Bank of America Chairman and CEO Brian Moynihan is the latest Wall Street figure to warn about the Fed's independence, emphasizing that maintaining the Fed's independence is crucial for the markets.
Moynihan stated on a Sunday program in the United States that if the United States does not have an independent Federal Reserve, the market will punish everyone, and everyone knows this.
The selection process for the successor to the Federal Reserve chairman is currently underway. Current chairman Jerome Powell will leave office in May next year, and US President Trump is conducting extensive interviews for the new chairman, which has sparked widespread concern in the market.
US President Donald Trump said last week that he hopes the next Federal Reserve chairman will maintain low interest rates and will never disagree with him. Since taking office in January, Trump has been pressuring the Fed to lower interest rates to stimulate overall US economic growth.
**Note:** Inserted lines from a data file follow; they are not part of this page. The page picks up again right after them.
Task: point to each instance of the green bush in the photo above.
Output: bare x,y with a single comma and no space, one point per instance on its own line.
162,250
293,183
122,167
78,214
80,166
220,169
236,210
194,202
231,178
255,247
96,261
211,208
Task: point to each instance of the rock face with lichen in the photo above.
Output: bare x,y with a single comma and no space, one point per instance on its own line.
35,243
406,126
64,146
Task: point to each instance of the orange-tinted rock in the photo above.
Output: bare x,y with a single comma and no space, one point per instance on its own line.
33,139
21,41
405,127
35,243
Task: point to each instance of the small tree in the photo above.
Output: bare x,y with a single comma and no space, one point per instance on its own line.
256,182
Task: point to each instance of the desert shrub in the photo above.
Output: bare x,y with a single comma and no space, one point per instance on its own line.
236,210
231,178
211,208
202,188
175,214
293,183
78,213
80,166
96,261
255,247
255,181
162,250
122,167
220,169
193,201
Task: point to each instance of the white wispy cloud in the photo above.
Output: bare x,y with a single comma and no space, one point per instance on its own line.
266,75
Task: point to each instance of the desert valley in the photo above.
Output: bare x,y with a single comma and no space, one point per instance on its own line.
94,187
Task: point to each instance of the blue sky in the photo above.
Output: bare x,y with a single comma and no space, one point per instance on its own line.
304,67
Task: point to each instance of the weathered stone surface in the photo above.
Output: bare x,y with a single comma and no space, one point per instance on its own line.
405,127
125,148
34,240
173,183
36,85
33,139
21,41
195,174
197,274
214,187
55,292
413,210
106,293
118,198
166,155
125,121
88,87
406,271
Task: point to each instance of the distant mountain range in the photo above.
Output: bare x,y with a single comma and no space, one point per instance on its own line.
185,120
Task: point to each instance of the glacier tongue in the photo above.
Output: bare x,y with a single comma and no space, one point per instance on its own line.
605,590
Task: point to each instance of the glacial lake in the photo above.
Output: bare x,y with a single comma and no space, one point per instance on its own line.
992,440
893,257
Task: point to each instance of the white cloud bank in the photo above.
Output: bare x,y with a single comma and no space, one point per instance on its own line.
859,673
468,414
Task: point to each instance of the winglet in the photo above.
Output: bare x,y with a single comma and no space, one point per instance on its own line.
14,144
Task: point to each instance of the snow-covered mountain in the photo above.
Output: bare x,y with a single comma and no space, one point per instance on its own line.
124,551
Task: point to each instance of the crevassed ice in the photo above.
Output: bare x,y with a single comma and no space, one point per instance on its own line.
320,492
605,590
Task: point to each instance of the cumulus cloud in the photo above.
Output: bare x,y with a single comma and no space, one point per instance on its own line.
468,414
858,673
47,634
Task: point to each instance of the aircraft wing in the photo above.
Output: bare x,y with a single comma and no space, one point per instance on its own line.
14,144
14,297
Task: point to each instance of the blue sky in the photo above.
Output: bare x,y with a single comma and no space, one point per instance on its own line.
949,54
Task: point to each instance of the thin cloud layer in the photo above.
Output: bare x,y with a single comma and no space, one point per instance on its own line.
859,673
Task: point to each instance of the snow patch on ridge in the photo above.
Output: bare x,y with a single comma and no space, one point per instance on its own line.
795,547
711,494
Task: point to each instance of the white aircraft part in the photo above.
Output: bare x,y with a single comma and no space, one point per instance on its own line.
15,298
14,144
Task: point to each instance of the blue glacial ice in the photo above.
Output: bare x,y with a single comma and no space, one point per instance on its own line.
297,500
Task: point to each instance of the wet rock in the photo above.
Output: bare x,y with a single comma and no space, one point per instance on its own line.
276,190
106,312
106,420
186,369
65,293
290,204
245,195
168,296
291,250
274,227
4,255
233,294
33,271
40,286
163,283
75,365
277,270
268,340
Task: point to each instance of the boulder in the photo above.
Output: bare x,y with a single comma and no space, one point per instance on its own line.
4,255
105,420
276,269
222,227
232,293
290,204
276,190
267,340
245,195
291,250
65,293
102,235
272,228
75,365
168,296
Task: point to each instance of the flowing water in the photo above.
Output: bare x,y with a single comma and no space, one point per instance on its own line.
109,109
The high-profile Federal Reserve
The new chairman will likely be chosen from two candidates: former Federal Reserve Governor Kevin Warsh and National Economic Council Director Kevin Hassett. Warsh has been a critic of the Fed and is seen as a leading figure who will lower interest rates in the near term; Hassett is a staunch supporter of Trump’s economic agenda, which means he is also inclined to push for the Fed’s easing policy.
For Moynihan, Trump's appointment of a new Federal Reserve chairman is nothing new; US presidents typically appoint people they trust to the position. However, in his view, the problem lies in the fact that the Federal Reserve is already under too much public scrutiny.
Moynihan stated that people are too obsessed with the Federal Reserve. The United States is a private sector-driven country, with entrepreneurs, doctors, lawyers, and people from all walks of life driving economic development. If people believe that the US economy can be maintained simply by the Federal Reserve raising or lowering interest rates, then the US economy is clearly off track.
He emphasized that the Federal Reserve has played an important role in stabilizing the economy, but this is what they should do because the institution is the lender of last resort for the United States, and the general public should not actually know about the existence of the Federal Reserve.
Besides questions related to the Federal Reserve, Moynihan also discussed the pros and cons of lowering interest rates. He does not want US mortgage rates to return to the low level of 3%, as this is detrimental to US economic growth and may only be offsetting the effects of a recession. However, many on Wall Street believe that the federal funds rate will fall to a low of 3%, while long-term interest rates will remain between 4% and 4.5%.
From this perspective, Moynihan does not agree with the Trump administration's argument that lowering interest rates can stimulate US economic growth.